Do I recall that the recent China lead toy import onslaught affected those to the north?

Heck if there was was CDA, maybe they could ban pharmaceuticals from the US and thereby keep their prices floating as high as ours. I mean why should we be the only ones where the choice between being able to purchase meds or eating is de rigeur?

Oh, let me pry my tongue from being firmly stuck in my cheek. Actually, these days my tongue doesn't do much that I tell it to. I am told it may be ALS. Could that be?

Just in case the link to Candy's Agnostic Minx blog didn't show, here it is:

http://gnosticminx.blogspot.com/2008/02/i-wonder-why-there-conspiracy-theories.html

2 comments:

Candy Minx said...

Hi, thanks for the shout out.

I see you are a relatively new blog...and I am guessing that you have family or friends diagnosed with ALS? Hence your focused blog?

I don't know if Canada is on the cutting edsge of research for ALS but there are some research projects and fundraising...for example here:

http://www.als.ca/_news/4340.aspx

http://www.alsmb.ca/news.aspx

I don't believe there are reasons to disclaim mustual countries styles of health care...but rather we can learn form our differences ya know? My goal isn't to "force feed "universal health care to U.S. but rather to highlight to my government that we like our universal health care system...and not to be pressured by big coprporations to change it or privatize it.

We have another kind of difference in Canada...we don't have the same attitude to medication. In U.S. tv commercials are always selling drugs...we don't have those in Canada...I'd like to believe because we are open-minded to preventative care rather than leaving ehalth to last minute and then needing drugs...but

I don't claim to understand this difference of attitude.

I find it more interesting than antagonistic, if you see what I mean.

Cheers, and best of luck on your public awareness blogging!

ALS Grumpy said...

Candy,

Cheers to you for giving this old grumpy ALS patient a reason to shout.

You and I are on the same sheet of music or prescription pad, or whatever.

It seems to me that no one has the lock on the market for superior knowledge and practices.

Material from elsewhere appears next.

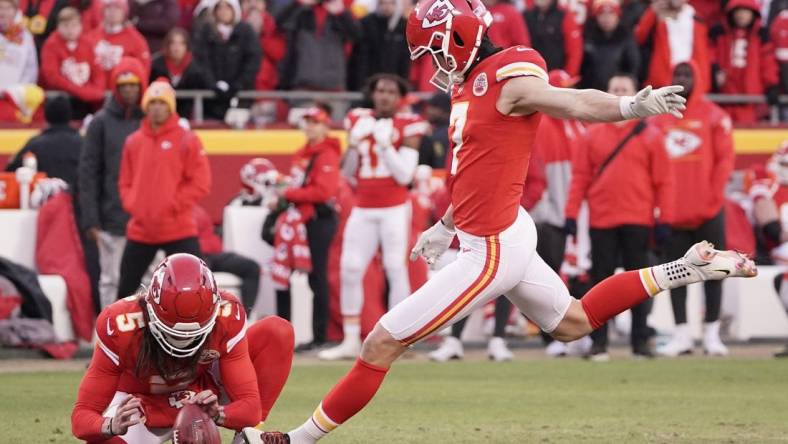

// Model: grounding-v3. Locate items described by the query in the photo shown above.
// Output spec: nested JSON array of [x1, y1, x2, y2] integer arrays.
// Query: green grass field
[[0, 358, 788, 443]]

Although, come to think of it, some of us seem not to realize that others can teach us.

Collaboration and cooperation, especially when it comes to health care, is a goal I drop to my bony old knees every day to achieve rather than competition and adversarial posturing and where profit and pride trumps patient care. (As the erudite Geico gecko says, "that is a figure of speech, I can no longer drop to my bony old knees, ALS stopped that that.)

When you mention the scary practice by TV up Canada way to not spend a billion loonies a year on TV commercials, I could hear the big US pharma's squealing as they slammed their fingers in the cash drawer. My goodness, how could you possibly even infer that the huge expense paid for flashy commercials to pressure harried doctors to write scripts might be better spent on research or some other triviality?

Down our way, erectile dysfunction and leaking bladder remedies and their merits as seen on our dinner time commercials throughout our country must be far more important than research on meds for so-called orphan diseases.

I always cringe when I hear that term, orphan diseases, but I never gave it a thought until I became one of the orphans. I digress.

Candy, I thank you again for being the precipitant by which I could raise what little voice I have remaining (ALS robs one of the ability to speak) to promote the subversive concept that we can learn something from others.